Improve docs with better CORS handling

[Roundaround]

We get a lot of issues reported and questions in the Gitter chat about errors relating to CORS. We should mention the potential issue with CORS more prominently in the docs (i.e. early on in the custom services intro) and provide people with a better solution. The recommended proxy servers haven't been touched in years and I personally could not get them to work. Writing one is not super complicated so maybe it's time we provide an official solution.
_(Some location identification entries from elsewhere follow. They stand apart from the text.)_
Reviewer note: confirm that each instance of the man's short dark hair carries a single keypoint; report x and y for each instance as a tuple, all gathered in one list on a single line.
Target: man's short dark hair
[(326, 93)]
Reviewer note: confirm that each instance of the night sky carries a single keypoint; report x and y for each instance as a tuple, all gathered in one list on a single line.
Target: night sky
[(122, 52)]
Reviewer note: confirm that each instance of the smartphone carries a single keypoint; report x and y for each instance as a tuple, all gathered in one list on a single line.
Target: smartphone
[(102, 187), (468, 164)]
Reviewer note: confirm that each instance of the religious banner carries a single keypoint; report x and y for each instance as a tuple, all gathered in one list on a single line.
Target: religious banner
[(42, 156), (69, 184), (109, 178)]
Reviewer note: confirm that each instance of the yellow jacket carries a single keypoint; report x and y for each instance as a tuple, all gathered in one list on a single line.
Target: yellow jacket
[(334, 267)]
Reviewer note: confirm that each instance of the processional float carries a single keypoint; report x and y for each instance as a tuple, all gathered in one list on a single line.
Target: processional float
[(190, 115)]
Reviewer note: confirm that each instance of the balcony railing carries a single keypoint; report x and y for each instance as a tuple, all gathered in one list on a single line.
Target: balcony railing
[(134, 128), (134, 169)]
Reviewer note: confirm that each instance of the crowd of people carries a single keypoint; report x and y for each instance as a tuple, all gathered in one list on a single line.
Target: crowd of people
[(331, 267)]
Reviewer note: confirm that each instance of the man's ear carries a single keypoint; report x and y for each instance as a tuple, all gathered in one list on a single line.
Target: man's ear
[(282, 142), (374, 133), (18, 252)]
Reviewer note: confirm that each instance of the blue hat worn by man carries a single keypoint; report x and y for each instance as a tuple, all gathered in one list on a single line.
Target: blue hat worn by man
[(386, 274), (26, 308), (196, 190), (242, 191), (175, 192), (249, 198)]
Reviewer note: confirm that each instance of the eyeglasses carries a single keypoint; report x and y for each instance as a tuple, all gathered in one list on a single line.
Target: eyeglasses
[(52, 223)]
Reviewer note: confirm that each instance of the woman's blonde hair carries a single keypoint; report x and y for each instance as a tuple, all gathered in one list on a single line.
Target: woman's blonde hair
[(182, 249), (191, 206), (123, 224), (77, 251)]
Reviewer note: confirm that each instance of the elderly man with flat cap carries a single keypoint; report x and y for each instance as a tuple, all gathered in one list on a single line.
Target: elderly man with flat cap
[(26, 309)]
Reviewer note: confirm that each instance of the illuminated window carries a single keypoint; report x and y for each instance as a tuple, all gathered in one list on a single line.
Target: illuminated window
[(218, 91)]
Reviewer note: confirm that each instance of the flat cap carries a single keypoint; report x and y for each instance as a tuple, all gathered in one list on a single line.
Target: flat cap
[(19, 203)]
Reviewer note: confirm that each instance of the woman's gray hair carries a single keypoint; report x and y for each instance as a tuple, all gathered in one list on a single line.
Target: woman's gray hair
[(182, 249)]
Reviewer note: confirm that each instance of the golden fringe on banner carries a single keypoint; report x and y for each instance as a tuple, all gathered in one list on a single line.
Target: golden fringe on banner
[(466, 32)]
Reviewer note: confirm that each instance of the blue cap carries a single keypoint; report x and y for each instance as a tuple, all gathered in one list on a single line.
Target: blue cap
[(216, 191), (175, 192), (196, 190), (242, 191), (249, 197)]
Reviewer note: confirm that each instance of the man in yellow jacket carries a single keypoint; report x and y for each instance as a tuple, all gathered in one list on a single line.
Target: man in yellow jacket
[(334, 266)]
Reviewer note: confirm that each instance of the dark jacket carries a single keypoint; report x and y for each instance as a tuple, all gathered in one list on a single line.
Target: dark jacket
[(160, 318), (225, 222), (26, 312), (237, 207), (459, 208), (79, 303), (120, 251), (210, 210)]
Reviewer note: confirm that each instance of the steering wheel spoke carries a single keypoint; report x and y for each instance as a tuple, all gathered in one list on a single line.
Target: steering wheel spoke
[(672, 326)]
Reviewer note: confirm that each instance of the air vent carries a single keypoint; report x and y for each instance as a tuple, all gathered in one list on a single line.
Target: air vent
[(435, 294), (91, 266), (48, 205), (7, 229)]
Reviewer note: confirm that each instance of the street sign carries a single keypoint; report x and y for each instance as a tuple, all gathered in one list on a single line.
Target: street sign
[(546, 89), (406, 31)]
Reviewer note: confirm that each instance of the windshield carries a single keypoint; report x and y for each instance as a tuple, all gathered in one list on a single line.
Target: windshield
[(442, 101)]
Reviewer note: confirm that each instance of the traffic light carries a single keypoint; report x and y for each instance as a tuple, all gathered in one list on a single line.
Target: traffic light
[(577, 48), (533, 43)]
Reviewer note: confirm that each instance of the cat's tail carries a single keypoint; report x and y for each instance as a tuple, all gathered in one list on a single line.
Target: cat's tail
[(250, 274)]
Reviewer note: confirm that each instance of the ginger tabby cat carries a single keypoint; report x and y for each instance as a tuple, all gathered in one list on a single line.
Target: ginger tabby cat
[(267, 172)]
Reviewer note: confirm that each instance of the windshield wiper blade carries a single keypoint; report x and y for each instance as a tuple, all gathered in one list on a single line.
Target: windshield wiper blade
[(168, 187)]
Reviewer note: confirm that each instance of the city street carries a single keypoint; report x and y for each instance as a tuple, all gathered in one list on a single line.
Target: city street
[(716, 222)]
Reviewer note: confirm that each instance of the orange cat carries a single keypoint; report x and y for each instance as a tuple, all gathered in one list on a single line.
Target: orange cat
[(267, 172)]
The one I use in my personal deployment looks like this:

import express, { json } from 'express';
import cors from 'cors';
import axios from 'axios';

const app = express();

app.use(json());
app.use(cors());

app.get('*', async (req, res, next) => {
  try {
    let target = req.originalUrl;
    if (target.startsWith('/')) {
      target = target.substring(1);
    }

    console.log(`Proxying request meant for '${target}'`);
    const response = await axios.get(target, {headers: req.headers});
    return res.json(response.data)
  } catch (err) {
    return res.status(500).send(err);
  }
});

console.log('App listening on port 3333');
app.listen(3333);

[espilioto]

For folks behind Traefik this is my config:

We define a middleware called cors-headers in config.yml:

    cors-headers:
      headers:
        accessControlAllowMethods:
          - GET
          - OPTIONS
          - PUT
        accessControlAllowOriginList:
          - https://homer.url.here
        accessControlAllowHeaders: ["x-api-key, Origin, Authorization"]
        accessControlAllowCredentials: true
        accessControlMaxAge: 100
        addVaryHeader: true

The accessControlAllowHeaders might need some tweaking depending on the services behind Traefik; reading this will eventually make sense 🥲

The middleware can then be assigned to routers with something like this in your docker-compose in each image: "traefik.http.routers.myservice.middlewares=cors-headers@file" DON'T FORGET THE SECURE ROUTER!! "traefik.http.routers.myservice-secure.middlewares=cors-headers@file"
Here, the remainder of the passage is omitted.